Monovision, or blended vision, is when we correct one eye for distance and the other eye for near.  The brain simply takes both images and blends them together.  The goal of monovision is to eliminate the need for reading glasses.  It is a common practice with contact lens wearers after the age of 40, which is when most of us begin to need help with reading.  As patients begin to lose their near vision, the non-dominant eye is made slightly nearsighted to put that eye into near focus.  Most patients tolerate this well and do not require glasses for most tasks.  Sometimes patients can not adapt to the discrepancy but this is unusual.

Even monovision has its drawbacks.  Because each eye has a different image, there is a loss of depth perception which can cause a little trouble judging distance.  The biggest issue we encounter with monovision is night time glare.  The distance eye does fine with light but the near eye sees a pinpoint of light like a cotton ball. This can cause dramatic symptoms especially while driving.  Not everyone has trouble but the most common reason a monovision patient wears glasses is for night time driving.  During the day and in bright conditions the vision is great!

monovision is a great option to be glasses free after cataract surgery
Distance eye with monovision is clear and crisp
near eye with monovision has a blur at a distance which is only an issue at night
Near eye with monovision is blurred at a distance especially at night.

Monovision is best suited for patients who have worn it in contact lenses for many years because we know they have adjusted to it.  It is not uncommon for patients who have never worn monovision to try it for a day or so in contacts to see if they can adjust to it.  If after surgery, a patient can not adjust to monovision, LASIK can be performed to balance the vision.

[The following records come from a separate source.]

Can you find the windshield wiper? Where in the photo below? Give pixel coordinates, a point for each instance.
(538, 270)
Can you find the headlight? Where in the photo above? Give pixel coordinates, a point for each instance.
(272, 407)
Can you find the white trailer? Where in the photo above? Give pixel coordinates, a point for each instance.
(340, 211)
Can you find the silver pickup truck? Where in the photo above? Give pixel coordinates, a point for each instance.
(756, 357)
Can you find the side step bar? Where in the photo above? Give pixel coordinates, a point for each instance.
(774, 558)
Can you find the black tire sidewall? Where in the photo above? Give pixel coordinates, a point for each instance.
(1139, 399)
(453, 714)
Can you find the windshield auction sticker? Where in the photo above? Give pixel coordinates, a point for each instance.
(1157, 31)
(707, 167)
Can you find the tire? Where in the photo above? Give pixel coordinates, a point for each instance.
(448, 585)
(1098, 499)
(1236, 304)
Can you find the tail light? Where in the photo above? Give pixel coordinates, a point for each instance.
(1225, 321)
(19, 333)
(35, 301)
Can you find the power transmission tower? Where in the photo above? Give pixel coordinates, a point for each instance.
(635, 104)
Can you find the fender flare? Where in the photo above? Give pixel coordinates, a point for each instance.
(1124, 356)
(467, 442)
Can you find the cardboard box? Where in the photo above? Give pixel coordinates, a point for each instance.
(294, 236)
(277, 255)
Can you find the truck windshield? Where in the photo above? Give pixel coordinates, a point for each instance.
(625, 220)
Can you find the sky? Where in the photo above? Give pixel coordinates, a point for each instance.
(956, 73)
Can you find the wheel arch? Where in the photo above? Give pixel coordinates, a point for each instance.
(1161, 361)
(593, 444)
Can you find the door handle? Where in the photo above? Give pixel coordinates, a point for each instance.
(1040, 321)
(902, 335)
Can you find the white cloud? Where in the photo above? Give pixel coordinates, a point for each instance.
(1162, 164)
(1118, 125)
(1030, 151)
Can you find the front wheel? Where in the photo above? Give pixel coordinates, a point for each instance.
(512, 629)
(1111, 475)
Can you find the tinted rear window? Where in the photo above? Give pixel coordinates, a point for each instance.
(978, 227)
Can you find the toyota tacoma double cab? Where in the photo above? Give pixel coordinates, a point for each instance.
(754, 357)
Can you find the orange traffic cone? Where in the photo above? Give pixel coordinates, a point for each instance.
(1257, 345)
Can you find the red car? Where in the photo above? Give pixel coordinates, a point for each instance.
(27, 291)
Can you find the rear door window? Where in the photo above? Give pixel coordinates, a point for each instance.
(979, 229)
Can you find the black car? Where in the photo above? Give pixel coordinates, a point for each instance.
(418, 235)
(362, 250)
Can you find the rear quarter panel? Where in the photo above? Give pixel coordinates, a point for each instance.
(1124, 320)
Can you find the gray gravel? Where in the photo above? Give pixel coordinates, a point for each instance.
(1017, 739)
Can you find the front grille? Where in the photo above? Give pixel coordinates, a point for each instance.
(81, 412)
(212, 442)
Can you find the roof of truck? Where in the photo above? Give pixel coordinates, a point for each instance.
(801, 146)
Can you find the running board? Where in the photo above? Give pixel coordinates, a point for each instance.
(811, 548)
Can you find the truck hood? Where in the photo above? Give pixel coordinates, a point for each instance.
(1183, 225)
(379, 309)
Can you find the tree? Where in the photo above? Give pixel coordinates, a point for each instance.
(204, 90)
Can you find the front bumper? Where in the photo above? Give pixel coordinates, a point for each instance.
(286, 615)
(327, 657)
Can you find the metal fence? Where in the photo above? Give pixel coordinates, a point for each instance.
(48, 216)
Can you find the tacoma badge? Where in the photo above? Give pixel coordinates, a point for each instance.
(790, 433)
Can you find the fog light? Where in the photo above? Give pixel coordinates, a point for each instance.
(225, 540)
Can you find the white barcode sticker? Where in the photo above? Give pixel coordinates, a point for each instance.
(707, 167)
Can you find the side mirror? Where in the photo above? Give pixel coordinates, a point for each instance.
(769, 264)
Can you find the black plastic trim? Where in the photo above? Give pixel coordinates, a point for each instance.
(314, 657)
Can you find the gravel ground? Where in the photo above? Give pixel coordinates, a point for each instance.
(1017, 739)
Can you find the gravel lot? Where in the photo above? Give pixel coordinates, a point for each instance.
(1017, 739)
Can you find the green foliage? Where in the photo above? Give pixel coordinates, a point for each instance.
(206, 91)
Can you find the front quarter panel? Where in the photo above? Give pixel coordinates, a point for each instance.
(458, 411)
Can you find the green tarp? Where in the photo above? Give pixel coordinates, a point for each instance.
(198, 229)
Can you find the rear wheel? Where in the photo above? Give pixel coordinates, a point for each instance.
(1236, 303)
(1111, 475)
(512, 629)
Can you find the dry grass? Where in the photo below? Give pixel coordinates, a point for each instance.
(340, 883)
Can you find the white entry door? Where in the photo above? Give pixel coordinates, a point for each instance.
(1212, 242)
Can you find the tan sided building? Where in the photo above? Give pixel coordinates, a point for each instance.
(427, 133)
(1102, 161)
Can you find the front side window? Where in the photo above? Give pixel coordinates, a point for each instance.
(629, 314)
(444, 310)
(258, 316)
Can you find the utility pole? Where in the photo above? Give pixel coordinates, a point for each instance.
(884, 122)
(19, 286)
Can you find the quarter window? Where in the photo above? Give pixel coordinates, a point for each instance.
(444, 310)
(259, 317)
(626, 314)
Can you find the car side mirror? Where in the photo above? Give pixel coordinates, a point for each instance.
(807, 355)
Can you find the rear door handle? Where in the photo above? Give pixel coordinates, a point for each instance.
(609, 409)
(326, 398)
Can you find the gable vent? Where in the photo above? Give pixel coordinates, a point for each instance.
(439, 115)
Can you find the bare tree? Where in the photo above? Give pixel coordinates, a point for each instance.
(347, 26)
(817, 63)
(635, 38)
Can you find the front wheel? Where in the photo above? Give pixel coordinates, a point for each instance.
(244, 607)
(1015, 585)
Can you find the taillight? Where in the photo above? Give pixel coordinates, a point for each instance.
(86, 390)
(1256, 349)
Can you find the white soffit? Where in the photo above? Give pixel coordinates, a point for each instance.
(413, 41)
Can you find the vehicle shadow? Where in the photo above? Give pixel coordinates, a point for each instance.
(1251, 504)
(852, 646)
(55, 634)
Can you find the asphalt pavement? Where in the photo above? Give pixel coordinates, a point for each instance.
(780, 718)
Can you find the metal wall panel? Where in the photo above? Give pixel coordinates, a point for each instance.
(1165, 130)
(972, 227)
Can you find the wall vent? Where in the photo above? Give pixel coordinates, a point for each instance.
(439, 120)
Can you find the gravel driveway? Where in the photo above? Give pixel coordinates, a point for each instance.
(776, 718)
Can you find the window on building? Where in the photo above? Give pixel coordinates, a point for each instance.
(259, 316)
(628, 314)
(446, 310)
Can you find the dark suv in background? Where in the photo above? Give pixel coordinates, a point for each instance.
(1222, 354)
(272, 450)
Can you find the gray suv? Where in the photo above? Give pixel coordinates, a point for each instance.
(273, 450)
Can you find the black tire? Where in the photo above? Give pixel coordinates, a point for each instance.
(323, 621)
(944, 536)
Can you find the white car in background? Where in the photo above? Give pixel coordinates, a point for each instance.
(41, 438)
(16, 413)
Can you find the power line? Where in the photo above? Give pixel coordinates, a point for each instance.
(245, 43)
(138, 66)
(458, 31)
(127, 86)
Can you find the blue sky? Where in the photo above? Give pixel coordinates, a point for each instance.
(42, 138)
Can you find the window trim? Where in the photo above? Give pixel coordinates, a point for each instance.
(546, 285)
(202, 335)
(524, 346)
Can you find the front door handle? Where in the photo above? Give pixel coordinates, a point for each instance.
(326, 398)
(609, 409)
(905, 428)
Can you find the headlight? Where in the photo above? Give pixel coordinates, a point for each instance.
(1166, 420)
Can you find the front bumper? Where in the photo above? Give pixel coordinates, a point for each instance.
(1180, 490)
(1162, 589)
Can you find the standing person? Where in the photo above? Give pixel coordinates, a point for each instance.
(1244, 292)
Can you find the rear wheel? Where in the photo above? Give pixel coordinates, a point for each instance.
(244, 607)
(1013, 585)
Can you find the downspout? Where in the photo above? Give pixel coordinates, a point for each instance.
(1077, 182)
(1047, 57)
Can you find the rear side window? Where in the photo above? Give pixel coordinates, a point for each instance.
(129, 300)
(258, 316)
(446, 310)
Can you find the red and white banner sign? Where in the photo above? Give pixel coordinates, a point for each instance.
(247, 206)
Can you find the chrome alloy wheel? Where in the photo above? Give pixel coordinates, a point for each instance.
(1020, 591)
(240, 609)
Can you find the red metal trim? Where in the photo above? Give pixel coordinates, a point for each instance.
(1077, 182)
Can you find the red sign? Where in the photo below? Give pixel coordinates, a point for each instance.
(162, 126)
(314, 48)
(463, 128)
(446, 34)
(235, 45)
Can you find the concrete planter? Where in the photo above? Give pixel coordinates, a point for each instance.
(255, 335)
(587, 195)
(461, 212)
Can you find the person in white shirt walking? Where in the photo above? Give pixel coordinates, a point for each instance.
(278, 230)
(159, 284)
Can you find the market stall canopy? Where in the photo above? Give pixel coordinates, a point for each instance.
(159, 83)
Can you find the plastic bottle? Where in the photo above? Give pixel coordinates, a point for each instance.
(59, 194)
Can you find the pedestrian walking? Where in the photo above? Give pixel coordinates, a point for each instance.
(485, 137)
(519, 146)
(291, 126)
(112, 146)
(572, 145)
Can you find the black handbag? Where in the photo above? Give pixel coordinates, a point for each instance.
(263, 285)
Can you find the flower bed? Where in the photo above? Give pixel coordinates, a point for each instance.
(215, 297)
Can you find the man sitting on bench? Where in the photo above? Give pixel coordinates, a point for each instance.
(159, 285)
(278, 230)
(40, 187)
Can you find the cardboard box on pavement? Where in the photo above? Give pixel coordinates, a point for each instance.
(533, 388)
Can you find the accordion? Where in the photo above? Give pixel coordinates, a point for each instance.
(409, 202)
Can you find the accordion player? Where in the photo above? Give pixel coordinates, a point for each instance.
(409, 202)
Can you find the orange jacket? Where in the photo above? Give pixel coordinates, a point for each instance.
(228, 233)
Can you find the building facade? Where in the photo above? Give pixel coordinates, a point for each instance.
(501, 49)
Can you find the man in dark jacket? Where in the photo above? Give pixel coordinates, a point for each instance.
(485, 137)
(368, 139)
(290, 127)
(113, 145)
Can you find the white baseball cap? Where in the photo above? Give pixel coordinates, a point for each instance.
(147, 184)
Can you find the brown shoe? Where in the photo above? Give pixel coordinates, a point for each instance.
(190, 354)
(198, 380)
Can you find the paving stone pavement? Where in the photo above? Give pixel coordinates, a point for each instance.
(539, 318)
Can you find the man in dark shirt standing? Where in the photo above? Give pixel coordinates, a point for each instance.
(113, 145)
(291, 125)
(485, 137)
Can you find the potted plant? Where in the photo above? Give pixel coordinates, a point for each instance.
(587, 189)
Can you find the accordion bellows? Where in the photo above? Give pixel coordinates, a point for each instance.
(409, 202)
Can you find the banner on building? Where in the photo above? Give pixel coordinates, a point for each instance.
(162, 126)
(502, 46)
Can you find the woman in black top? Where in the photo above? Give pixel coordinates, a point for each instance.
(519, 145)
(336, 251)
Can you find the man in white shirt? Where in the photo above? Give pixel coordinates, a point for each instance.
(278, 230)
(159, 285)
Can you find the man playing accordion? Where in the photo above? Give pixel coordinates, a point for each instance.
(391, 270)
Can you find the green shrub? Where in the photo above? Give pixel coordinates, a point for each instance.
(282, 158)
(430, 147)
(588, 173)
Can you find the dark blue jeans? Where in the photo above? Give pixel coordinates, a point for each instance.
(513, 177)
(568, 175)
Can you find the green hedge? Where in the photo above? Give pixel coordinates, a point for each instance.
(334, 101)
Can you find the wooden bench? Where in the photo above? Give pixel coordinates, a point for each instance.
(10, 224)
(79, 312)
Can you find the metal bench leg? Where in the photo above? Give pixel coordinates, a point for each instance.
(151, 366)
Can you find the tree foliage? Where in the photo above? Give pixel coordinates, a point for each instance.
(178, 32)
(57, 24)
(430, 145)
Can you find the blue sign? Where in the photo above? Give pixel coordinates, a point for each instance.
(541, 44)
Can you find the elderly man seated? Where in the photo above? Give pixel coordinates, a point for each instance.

Monovision can be accomplished with either the standard lens or a toric lens depending on how much astigmatism is present.

Accommodating Lenses

Accommodation is the process that occurs inside your eyes when you focus up close.  This happens because of a muscle that is attached to your lens bag.  When the muscle contracts, your lens changes shape (thickens) which causes you to become more nearsighted.  

An accommodating lens is hinged at both arms.  These hinges allow the central optic of the lens to move back and forth during accommodation.  The resting position of the lens is optic back and arms forward, this configuration allows for good distance vision.  When you look up close and accommodate, the optic of the lens is pushed forward and you become more nearsighted which allows you to see up close. 

accommodating lenses move inside the eye allowing distance and near vision.
Accommodating lenses have “hinges” that allow the lens to move back and forth inside the eye which provide a range of vision.

Image courtesy of Bausch and Lomb

In theory, an accommodating lens should be the perfect option, sadly it is not.  The range of vision with these lenses is not stable enough to ensure a stable outcome.  Some patients see very well distance and near while others still need readers for everything.  The human body is dynamic and some patients heal differently than others, the outcomes of these lenses is so unpredictable that I only use them in rare situations.